L’objectif audacieux prend en compte les préoccupations et revendications sociales, environnementales et économiques, ainsi que le développement équilibré des territoires.
En effet, sur le terrain, les luttes et les débats butent sur la possibilité du développement des services publics et de la Fonction publique, et à chaque fois, sur le financement.
Les propositions PCF énoncées ici sont de nature à débloquer la situation, sachant qu’elles sont applicables immédiatement, sans condition de changement des traités qui sont bien entendu à changer profondément comme nous le proposons par ailleurs.
Et dans cette perspective audacieuse, le préalable d’abandon définitif du projet de loi Darmanin-Dussopt devient une évidence. Ce projet de loi s’oppose aux aspirations sociales et environnementales exprimées dans les luttes récentes.
Le 19 mars dernier, des dizaines de milliers de salarié-e-s et retraité-e-s manifestaient dans la rue et dans tout le pays. Privé et public, l’ensemble des services publics et les trois versants de la Fonction publique.

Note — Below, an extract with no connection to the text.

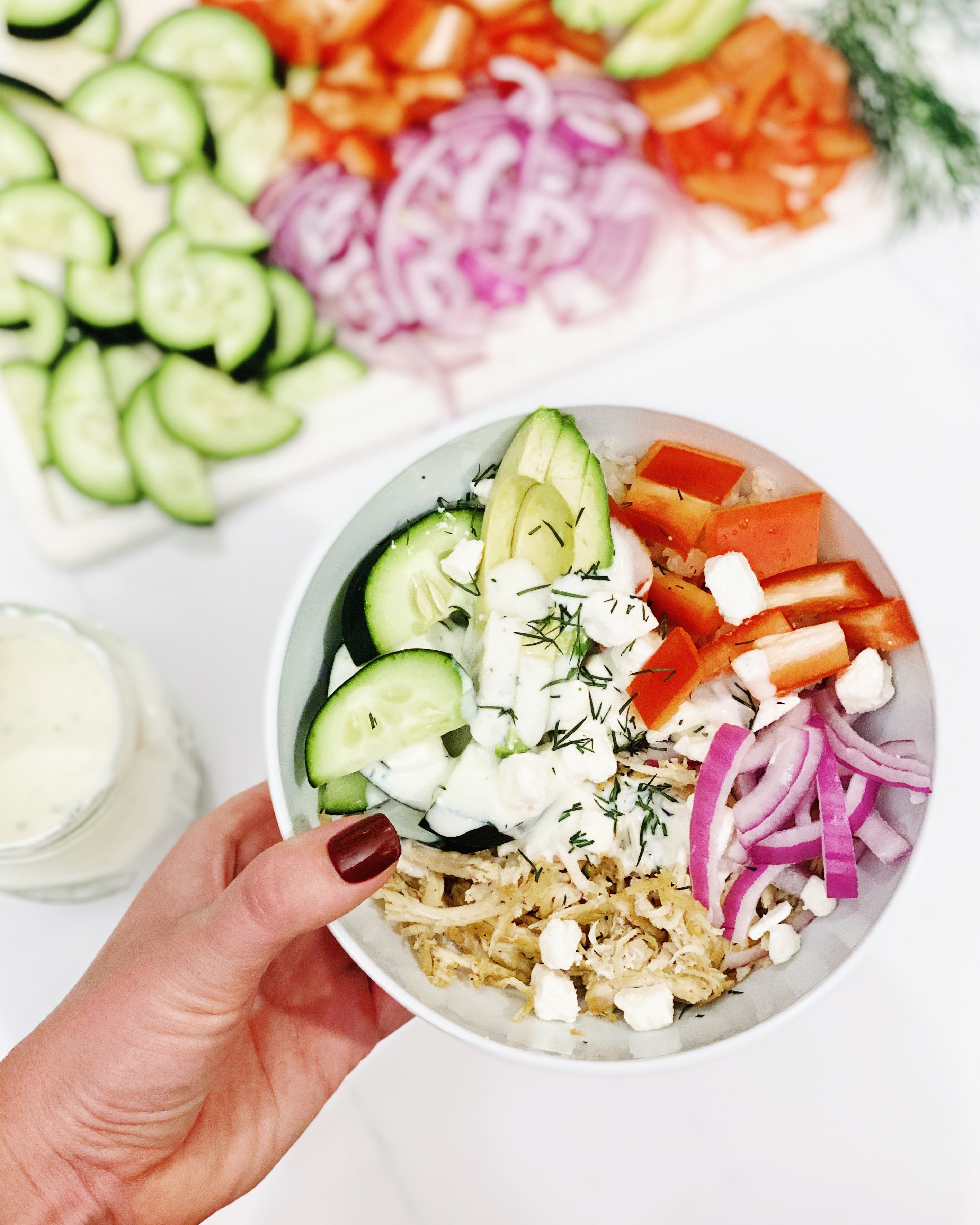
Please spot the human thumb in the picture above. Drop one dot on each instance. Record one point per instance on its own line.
(292, 889)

Les principales revendications : salaires, pouvoir d’achat, emploi, reconnaissance des qualifications, retraite.
Un sondage Odoxa France Inter/Nouvel Observateur indique que 73 % de la population soutenaient le mouvement de grève du 19 mars et que par ailleurs 88 % des fonctionnaires estimaient la grève et le mouvement justifiés.
Nous ne ferons pas notre analyse à l’aulne des seuls sondages. Mais nous pouvons dire en revanche que le pouvoir macronien entend passer en force sans tenir compte de l’opinion, des luttes diverses, des grèves et des manifestations.

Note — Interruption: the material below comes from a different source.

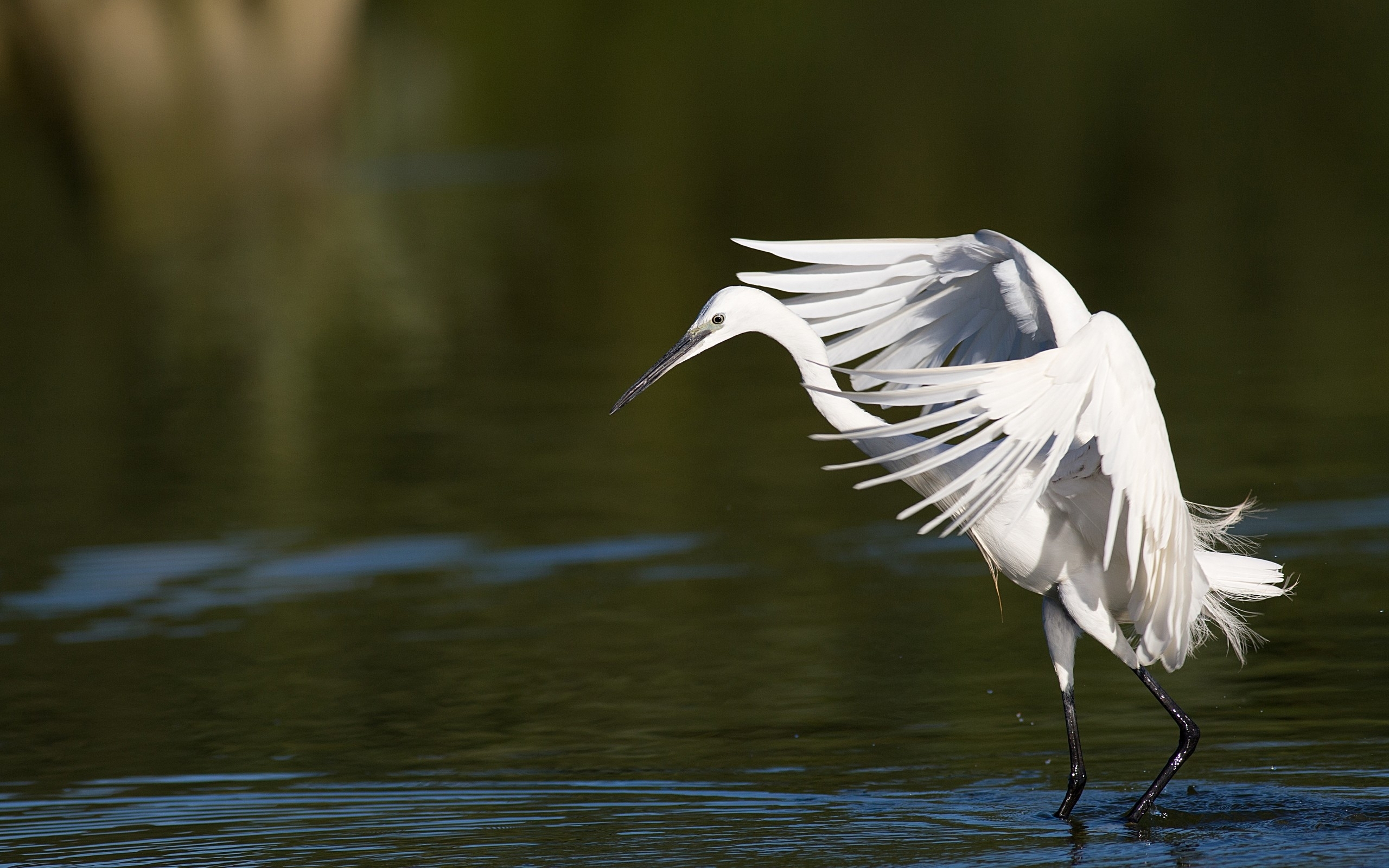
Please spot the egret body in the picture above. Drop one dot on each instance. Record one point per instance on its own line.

Les manifestations des 15 et 16 mars associant les jeunes lycéens et étudiants alertaient à nouveau sur la nécessité de prendre des mesures immédiates sur l’environnement.
Ce même samedi, les manifestations Gilets jaunes commencées en octobre se poursuivaient pour la 18e semaine.
Les revendications : pouvoir d’achat, accès et proximité des services publics, en priorité école, transports publics, accès aux soins, Poste, administrations, contre la désertification des zones rurales avec maintien et retour de différents artisans et commerces de proximité.
Au début du mouvement Gilets jaunes, les médias apportaient chaque semaine un sondage sur la popularité du mouvement et les revendications. Ces sondages nous indiquaient des soutiens de l’ordre de 70 % à ce mouvement inédit. Un mouvement qui continue de mobiliser à la fois une partie des populations les plus démunies et une partie des petits salaires et des petites retraites.
Depuis les années 1980, le patronat, les experts aux ordres et les gouvernements successifs nous ont conditionnés pour nous faire confondre casse des services publics, casse des filières industrielles, détricotage des garanties du Code du travail avec le vocable de « modernisation ».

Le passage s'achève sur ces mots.